Embora o filtro atue apenas nos resultados de pesquisa e não afete recomendações gerais, ele marca uma rara concessão do YouTube ao controle manual da interface, algo cada vez mais escasso na plataforma.

Menos controle para o usuário? O fim do filtro de “Última hora”

Se o controle sobre Shorts avançou, o mesmo não pode ser dito sobre os filtros cronológicos.
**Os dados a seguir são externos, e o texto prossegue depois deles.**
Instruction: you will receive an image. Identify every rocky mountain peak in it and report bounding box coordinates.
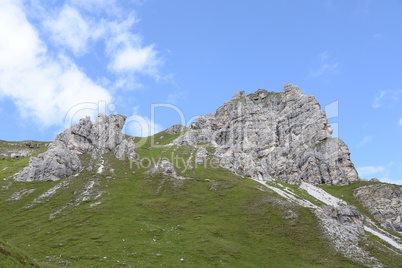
[164,124,186,135]
[174,84,358,186]
[15,113,135,182]
[55,113,127,157]
[283,83,302,97]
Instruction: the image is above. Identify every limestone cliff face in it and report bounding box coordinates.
[354,184,402,232]
[15,114,136,182]
[174,84,358,185]
[55,113,129,158]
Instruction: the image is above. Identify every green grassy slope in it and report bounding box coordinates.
[0,239,42,268]
[0,132,389,267]
[0,141,49,179]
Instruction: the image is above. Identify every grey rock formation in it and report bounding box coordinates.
[173,84,359,185]
[146,159,176,177]
[114,136,136,160]
[15,114,136,182]
[354,184,402,232]
[323,205,365,226]
[165,124,186,135]
[195,147,208,165]
[315,208,381,267]
[56,114,127,158]
[16,142,81,182]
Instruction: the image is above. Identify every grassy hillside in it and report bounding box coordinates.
[0,132,396,267]
[0,141,49,179]
[0,238,45,267]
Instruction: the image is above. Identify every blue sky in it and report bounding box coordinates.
[0,0,401,184]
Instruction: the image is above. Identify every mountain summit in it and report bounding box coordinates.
[1,84,401,267]
[15,84,357,186]
[174,84,358,185]
[15,113,136,182]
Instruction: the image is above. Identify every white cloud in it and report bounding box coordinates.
[124,114,163,137]
[105,19,161,77]
[357,135,373,148]
[166,93,184,104]
[44,5,98,56]
[372,89,402,109]
[381,178,402,186]
[310,51,339,78]
[357,163,402,185]
[109,45,159,73]
[0,0,167,132]
[40,1,162,76]
[357,165,386,179]
[372,91,386,109]
[70,0,120,14]
[399,118,402,126]
[310,63,339,77]
[0,0,112,127]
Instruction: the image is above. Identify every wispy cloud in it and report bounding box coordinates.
[399,118,402,126]
[124,114,163,137]
[357,164,402,185]
[44,5,99,56]
[0,0,164,128]
[357,165,386,180]
[309,51,339,78]
[357,135,373,148]
[166,93,185,104]
[0,1,112,126]
[372,89,402,108]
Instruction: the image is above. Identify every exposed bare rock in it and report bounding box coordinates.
[114,136,136,160]
[56,113,127,158]
[323,205,365,226]
[354,184,402,232]
[15,114,136,182]
[195,147,208,165]
[146,159,176,177]
[173,84,358,185]
[315,208,382,267]
[25,180,70,207]
[165,124,186,135]
[15,142,81,182]
[7,188,36,201]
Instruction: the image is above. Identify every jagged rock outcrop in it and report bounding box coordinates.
[56,114,127,158]
[174,84,358,185]
[15,141,81,182]
[114,136,136,160]
[165,124,186,135]
[15,114,136,182]
[354,184,402,232]
[323,205,365,226]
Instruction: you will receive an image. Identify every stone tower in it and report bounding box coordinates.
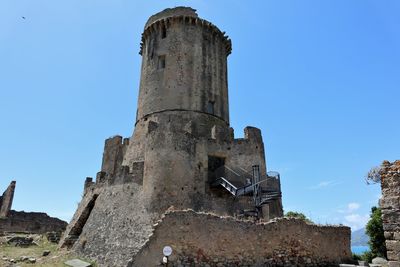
[122,7,233,212]
[61,7,290,266]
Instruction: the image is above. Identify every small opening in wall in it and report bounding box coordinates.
[207,101,215,114]
[208,156,225,183]
[158,55,166,69]
[161,25,167,39]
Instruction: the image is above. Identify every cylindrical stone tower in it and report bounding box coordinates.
[136,7,231,125]
[123,7,232,165]
[122,7,233,211]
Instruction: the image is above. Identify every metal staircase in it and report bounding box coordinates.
[211,165,281,216]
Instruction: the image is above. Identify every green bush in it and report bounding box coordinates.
[352,253,362,261]
[285,211,313,223]
[360,251,374,263]
[365,206,387,258]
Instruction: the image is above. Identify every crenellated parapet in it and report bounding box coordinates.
[101,135,129,177]
[140,8,231,56]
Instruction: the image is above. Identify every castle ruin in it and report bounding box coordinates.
[60,7,351,266]
[0,181,67,234]
[380,160,400,267]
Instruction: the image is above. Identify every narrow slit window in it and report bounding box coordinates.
[158,55,165,69]
[207,101,215,114]
[161,25,167,39]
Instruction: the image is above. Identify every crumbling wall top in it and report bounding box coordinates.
[0,180,16,217]
[145,7,197,29]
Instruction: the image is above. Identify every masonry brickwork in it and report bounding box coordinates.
[60,7,351,266]
[381,160,400,266]
[131,210,351,267]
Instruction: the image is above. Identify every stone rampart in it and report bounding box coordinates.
[0,210,67,234]
[380,160,400,265]
[131,209,351,267]
[0,181,67,235]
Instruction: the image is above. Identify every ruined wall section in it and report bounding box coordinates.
[226,127,267,175]
[131,210,351,267]
[0,181,16,217]
[62,183,156,267]
[101,136,129,177]
[380,160,400,265]
[0,210,67,234]
[98,135,144,186]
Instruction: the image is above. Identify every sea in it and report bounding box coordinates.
[351,246,370,254]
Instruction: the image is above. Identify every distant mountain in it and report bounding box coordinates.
[352,228,369,246]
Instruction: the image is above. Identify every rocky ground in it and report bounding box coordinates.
[0,233,96,267]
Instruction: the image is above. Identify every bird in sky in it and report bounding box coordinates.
[22,16,26,19]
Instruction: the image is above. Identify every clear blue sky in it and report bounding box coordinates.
[1,0,399,231]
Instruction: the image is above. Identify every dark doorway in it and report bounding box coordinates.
[208,156,225,182]
[61,194,98,248]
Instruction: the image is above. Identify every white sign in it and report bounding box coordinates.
[163,246,172,256]
[162,256,168,263]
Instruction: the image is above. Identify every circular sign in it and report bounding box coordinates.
[163,246,172,256]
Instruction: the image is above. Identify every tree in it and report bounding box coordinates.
[365,206,387,258]
[365,166,381,184]
[285,211,313,223]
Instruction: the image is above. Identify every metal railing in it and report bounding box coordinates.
[211,165,282,209]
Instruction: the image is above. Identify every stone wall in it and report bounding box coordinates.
[60,183,156,267]
[0,181,16,217]
[0,180,67,234]
[380,160,400,266]
[0,210,67,234]
[130,209,351,267]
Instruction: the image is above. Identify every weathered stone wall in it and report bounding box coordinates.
[0,181,16,217]
[131,210,351,267]
[0,210,67,234]
[380,160,400,265]
[121,110,280,218]
[61,182,157,267]
[101,135,130,178]
[0,181,67,234]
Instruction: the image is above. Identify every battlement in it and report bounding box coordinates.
[140,9,231,56]
[101,135,129,177]
[144,7,198,29]
[244,126,263,143]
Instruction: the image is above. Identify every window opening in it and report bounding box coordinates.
[158,55,166,69]
[207,101,215,114]
[161,25,167,39]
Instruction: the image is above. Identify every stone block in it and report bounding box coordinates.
[386,231,394,240]
[372,257,388,265]
[387,251,399,261]
[387,240,400,251]
[389,261,400,267]
[64,259,92,267]
[394,232,400,240]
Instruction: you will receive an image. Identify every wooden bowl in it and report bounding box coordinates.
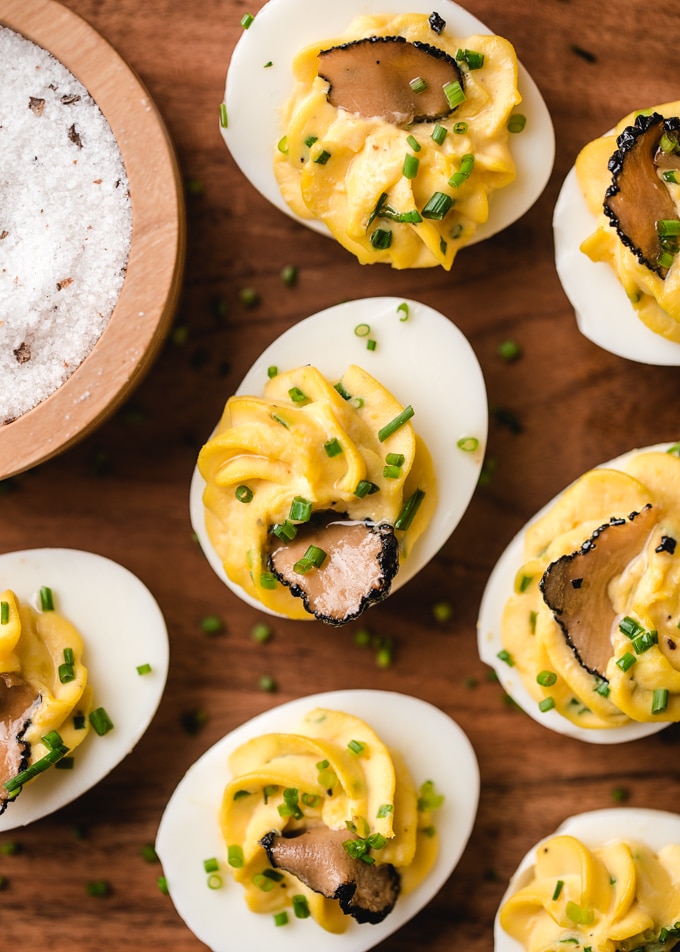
[0,0,185,480]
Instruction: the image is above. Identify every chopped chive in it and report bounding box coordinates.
[421,191,454,220]
[594,679,610,698]
[157,875,169,895]
[432,600,453,622]
[498,339,522,361]
[73,714,86,730]
[354,479,380,498]
[207,873,223,890]
[277,136,288,154]
[354,323,370,337]
[397,210,422,222]
[658,219,680,237]
[232,789,252,801]
[538,697,556,712]
[239,286,259,307]
[496,649,515,666]
[313,149,331,165]
[227,844,244,868]
[660,131,680,154]
[273,911,289,926]
[280,265,297,286]
[507,113,527,133]
[431,124,448,145]
[142,843,158,862]
[457,436,479,452]
[456,47,485,69]
[288,386,307,404]
[394,488,425,530]
[652,688,669,714]
[201,615,223,635]
[449,153,475,188]
[89,707,114,736]
[219,103,228,128]
[409,76,428,94]
[619,616,645,638]
[260,573,279,590]
[304,135,318,147]
[377,803,394,818]
[42,730,63,750]
[663,170,680,184]
[386,452,405,466]
[235,485,253,503]
[86,879,112,897]
[289,496,312,522]
[366,339,377,351]
[370,227,392,249]
[264,60,273,68]
[566,902,594,925]
[251,622,272,643]
[397,301,409,321]
[350,396,364,409]
[267,365,278,378]
[537,670,557,687]
[58,662,75,684]
[334,381,351,400]
[203,857,219,873]
[0,601,8,625]
[63,647,74,665]
[347,739,365,755]
[271,520,297,543]
[252,872,275,892]
[378,405,414,441]
[552,879,564,900]
[136,663,152,675]
[614,652,635,678]
[262,869,285,882]
[259,675,277,692]
[292,894,311,919]
[403,153,420,179]
[39,586,54,611]
[383,464,402,479]
[240,12,254,28]
[453,121,468,134]
[406,134,421,152]
[293,545,327,574]
[443,80,465,108]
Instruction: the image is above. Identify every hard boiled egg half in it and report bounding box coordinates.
[0,547,168,831]
[156,688,480,952]
[495,808,680,952]
[221,0,555,259]
[477,443,679,745]
[190,296,488,619]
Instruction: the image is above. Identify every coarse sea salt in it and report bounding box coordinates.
[0,25,132,424]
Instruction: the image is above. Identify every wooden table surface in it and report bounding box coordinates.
[2,1,680,949]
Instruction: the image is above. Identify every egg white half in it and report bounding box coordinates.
[554,164,680,365]
[495,807,680,952]
[477,442,675,745]
[190,296,488,617]
[221,0,555,245]
[156,688,480,952]
[0,547,169,831]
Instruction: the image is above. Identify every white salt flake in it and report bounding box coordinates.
[0,26,132,423]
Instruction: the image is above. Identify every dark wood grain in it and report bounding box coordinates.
[2,1,680,949]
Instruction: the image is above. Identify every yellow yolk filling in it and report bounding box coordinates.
[575,99,680,342]
[198,364,436,620]
[219,708,441,933]
[274,13,520,270]
[0,589,91,791]
[500,834,680,951]
[501,450,680,728]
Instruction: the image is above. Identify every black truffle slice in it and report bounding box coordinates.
[318,36,463,125]
[0,672,40,813]
[268,513,399,626]
[540,505,655,678]
[604,112,680,278]
[261,827,400,924]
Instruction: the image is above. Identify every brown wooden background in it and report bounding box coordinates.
[2,1,680,949]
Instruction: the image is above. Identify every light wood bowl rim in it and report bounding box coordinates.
[0,0,186,480]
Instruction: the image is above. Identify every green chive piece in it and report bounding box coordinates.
[663,170,680,184]
[219,103,228,128]
[652,688,669,714]
[457,436,479,452]
[288,386,307,404]
[537,670,557,687]
[350,396,364,409]
[0,601,8,625]
[201,615,223,635]
[89,707,114,736]
[406,134,421,152]
[259,572,278,590]
[271,520,297,543]
[251,622,272,643]
[59,661,75,684]
[616,651,637,672]
[289,496,312,522]
[354,323,370,337]
[366,339,377,351]
[453,121,468,134]
[418,779,445,811]
[235,485,253,503]
[443,80,466,108]
[421,191,454,220]
[277,136,288,154]
[136,663,152,675]
[498,339,522,361]
[378,405,414,442]
[377,803,394,818]
[157,875,169,895]
[394,488,425,530]
[42,730,63,750]
[449,153,475,188]
[259,675,277,692]
[383,464,402,479]
[386,453,405,467]
[507,113,527,133]
[657,219,680,237]
[456,47,485,69]
[313,149,331,165]
[267,365,278,378]
[347,739,365,755]
[566,901,594,925]
[431,124,448,145]
[354,480,380,498]
[293,894,311,919]
[334,381,351,400]
[239,286,260,307]
[280,265,297,286]
[397,301,409,321]
[539,697,556,712]
[370,227,392,249]
[232,789,252,801]
[142,843,158,863]
[304,135,318,147]
[63,647,74,665]
[39,586,54,611]
[203,857,219,873]
[86,879,112,897]
[294,545,327,574]
[240,12,254,28]
[552,879,564,900]
[619,616,645,638]
[403,153,420,179]
[409,76,428,94]
[660,130,680,154]
[227,844,244,868]
[207,873,223,890]
[273,911,289,926]
[497,649,515,667]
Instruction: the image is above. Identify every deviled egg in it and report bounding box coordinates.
[221,0,554,269]
[553,101,680,365]
[156,688,480,951]
[0,548,168,831]
[495,808,680,952]
[477,443,680,744]
[190,296,487,622]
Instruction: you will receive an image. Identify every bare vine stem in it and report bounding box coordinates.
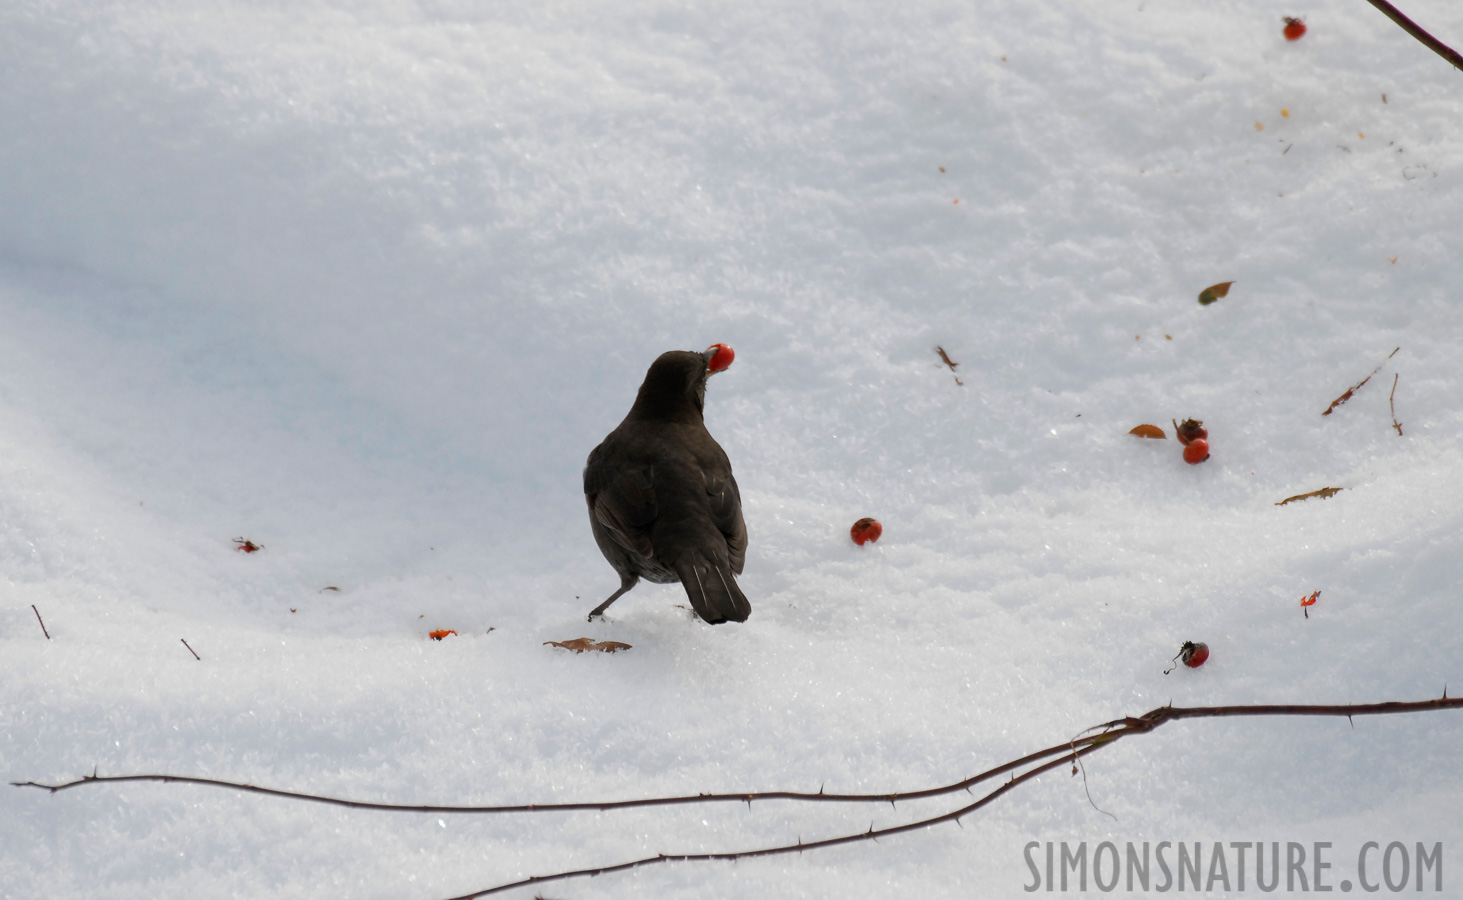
[7,732,1106,812]
[13,695,1461,898]
[1362,0,1463,72]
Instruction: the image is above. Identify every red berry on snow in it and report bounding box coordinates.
[1182,439,1210,464]
[850,517,883,546]
[706,343,736,373]
[1173,418,1208,446]
[1165,640,1210,673]
[1283,17,1306,41]
[1181,641,1210,668]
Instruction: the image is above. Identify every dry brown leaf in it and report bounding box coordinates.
[1129,424,1167,439]
[544,637,632,654]
[1197,282,1234,306]
[1275,487,1343,506]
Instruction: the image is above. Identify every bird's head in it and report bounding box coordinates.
[630,345,735,421]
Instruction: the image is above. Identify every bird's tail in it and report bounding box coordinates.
[675,553,751,624]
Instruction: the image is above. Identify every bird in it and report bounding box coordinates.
[583,346,750,624]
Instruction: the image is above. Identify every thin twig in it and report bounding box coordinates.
[1390,373,1403,435]
[181,639,201,661]
[1073,749,1116,821]
[1361,0,1463,72]
[31,605,51,640]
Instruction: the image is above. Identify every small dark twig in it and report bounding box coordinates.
[181,639,201,661]
[1390,373,1404,435]
[1361,0,1463,72]
[31,605,51,640]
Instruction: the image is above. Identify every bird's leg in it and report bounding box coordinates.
[587,574,638,621]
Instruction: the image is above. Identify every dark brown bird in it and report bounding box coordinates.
[583,347,750,623]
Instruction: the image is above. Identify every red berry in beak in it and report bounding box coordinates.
[706,343,735,373]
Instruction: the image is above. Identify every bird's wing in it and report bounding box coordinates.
[585,453,659,559]
[706,471,747,575]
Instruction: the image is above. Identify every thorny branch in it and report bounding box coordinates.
[13,696,1463,898]
[1362,0,1463,72]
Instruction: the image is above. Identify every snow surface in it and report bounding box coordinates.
[4,0,1462,897]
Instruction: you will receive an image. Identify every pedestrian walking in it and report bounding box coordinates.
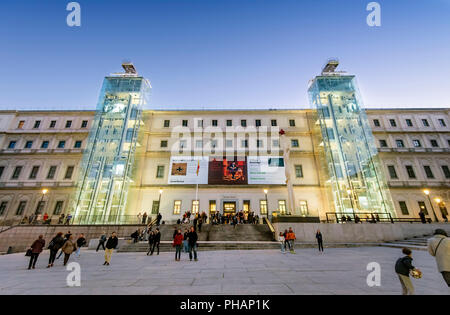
[316,229,324,253]
[75,233,87,257]
[104,232,118,266]
[61,235,77,266]
[427,229,450,287]
[57,231,72,259]
[286,227,296,253]
[146,230,155,255]
[150,228,161,255]
[278,232,285,254]
[187,226,198,261]
[395,248,420,295]
[173,229,183,261]
[47,232,64,268]
[96,232,107,251]
[28,235,45,270]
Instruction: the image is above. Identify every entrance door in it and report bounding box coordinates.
[223,202,236,215]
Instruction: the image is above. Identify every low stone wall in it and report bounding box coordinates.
[0,224,145,253]
[272,222,450,243]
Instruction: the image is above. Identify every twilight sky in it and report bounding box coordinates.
[0,0,449,110]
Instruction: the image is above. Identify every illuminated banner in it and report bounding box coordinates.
[208,157,247,185]
[248,156,286,185]
[168,156,208,184]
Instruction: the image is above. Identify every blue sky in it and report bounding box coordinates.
[0,0,449,110]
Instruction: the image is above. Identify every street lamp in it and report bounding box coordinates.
[158,189,163,215]
[263,189,269,219]
[423,189,439,222]
[37,188,48,214]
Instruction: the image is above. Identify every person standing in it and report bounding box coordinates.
[316,229,324,253]
[150,228,161,255]
[146,230,155,256]
[198,216,203,233]
[65,213,72,225]
[286,227,296,253]
[183,229,189,253]
[278,232,285,254]
[57,231,72,259]
[427,229,450,287]
[156,212,162,226]
[75,233,86,257]
[395,248,418,295]
[173,229,183,261]
[96,232,107,252]
[61,235,77,266]
[142,212,148,225]
[47,232,64,268]
[28,235,45,270]
[193,214,198,231]
[187,226,198,262]
[104,232,118,266]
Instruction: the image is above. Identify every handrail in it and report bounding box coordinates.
[263,217,276,241]
[325,212,422,224]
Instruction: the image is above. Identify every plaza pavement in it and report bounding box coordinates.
[0,247,448,295]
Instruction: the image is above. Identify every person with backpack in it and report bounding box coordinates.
[173,229,183,261]
[28,235,45,270]
[427,229,450,287]
[75,233,87,257]
[395,248,420,295]
[47,232,64,268]
[96,232,107,252]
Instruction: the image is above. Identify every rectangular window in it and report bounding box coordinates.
[271,119,277,127]
[405,119,413,127]
[211,139,217,148]
[0,166,4,179]
[295,165,303,178]
[226,140,233,148]
[49,120,56,128]
[35,201,45,215]
[57,141,66,148]
[226,120,232,127]
[405,165,416,179]
[289,119,296,127]
[16,201,27,215]
[0,201,7,216]
[412,140,421,147]
[17,121,25,129]
[255,119,261,127]
[373,119,380,127]
[156,165,164,178]
[196,140,203,148]
[422,119,430,127]
[64,166,74,179]
[53,201,64,215]
[73,141,82,148]
[212,120,218,127]
[291,139,299,147]
[442,165,450,179]
[41,141,49,149]
[389,119,397,127]
[387,165,398,179]
[430,139,439,147]
[423,165,434,179]
[241,120,247,127]
[438,119,446,127]
[272,139,279,148]
[256,140,263,148]
[418,201,428,215]
[11,166,22,179]
[33,120,41,129]
[179,140,186,149]
[241,140,248,148]
[260,200,267,215]
[197,120,203,128]
[209,200,216,214]
[192,200,199,214]
[379,140,387,147]
[278,200,287,214]
[8,141,16,149]
[299,201,308,216]
[81,120,88,128]
[47,166,57,179]
[399,201,409,215]
[182,120,188,127]
[163,120,170,128]
[160,140,168,148]
[152,201,160,214]
[24,141,33,149]
[65,120,72,128]
[396,139,404,148]
[173,200,182,215]
[29,166,40,179]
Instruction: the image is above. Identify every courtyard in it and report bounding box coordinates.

Em 2026, o YouTube começou a remover opções como “Última hora” e “Hoje”, além de antigos sistemas de classificação baseados em avaliação.

Segundo a plataforma, esses filtros não refletiam necessariamente a qualidade do conteúdo e podiam ser manipulados. O algoritmo, baseado em comportamento do usuário, seria mais eficaz para destacar vídeos relevantes.

Na prática, essa decisão reduz significativamente o controle do usuário. Para quem acompanha notícias de tecnologia, atualizações de software ou falhas de segurança, a filtragem por tempo era essencial. Sem ela, encontrar conteúdo realmente recente se tornou mais trabalhoso.

Outro efeito colateral é o favorecimento de criadores já estabelecidos. Vídeos antigos, com alta Popularidade, tendem a dominar os resultados, enquanto conteúdos novos enfrentam mais dificuldade para ganhar visibilidade, mesmo quando são tecnicamente superiores.

Para um público acostumado à personalização e previsibilidade, essa mudança reforça a percepção de que a busca do YouTube em 2026 está menos voltada ao usuário e mais alinhada às decisões automatizadas do algoritmo.

Conclusão e impacto para criadores

As mudanças implementadas pelo YouTube em 2026 deixam claro que a plataforma aposta em menos transparência visual e mais curadoria algorítmica. A remoção das visualizações e dos filtros cronológicos contrasta com a introdução pontual de controles como o botão para ocultar Shorts.

Para criadores de conteúdo, o cenário exige adaptação. Reter audiência, entregar profundidade e estruturar bem os vídeos tornou-se ainda mais crucial para manter relevância na busca.

Para os usuários, a experiência é ambígua. A interface está mais limpa, mas o poder de escolha diminuiu. A busca continua eficiente, porém menos previsível. Em um ecossistema cada vez mais automatizado, entender como o algoritmo funciona passou a ser tão importante quanto saber o que se está procurando.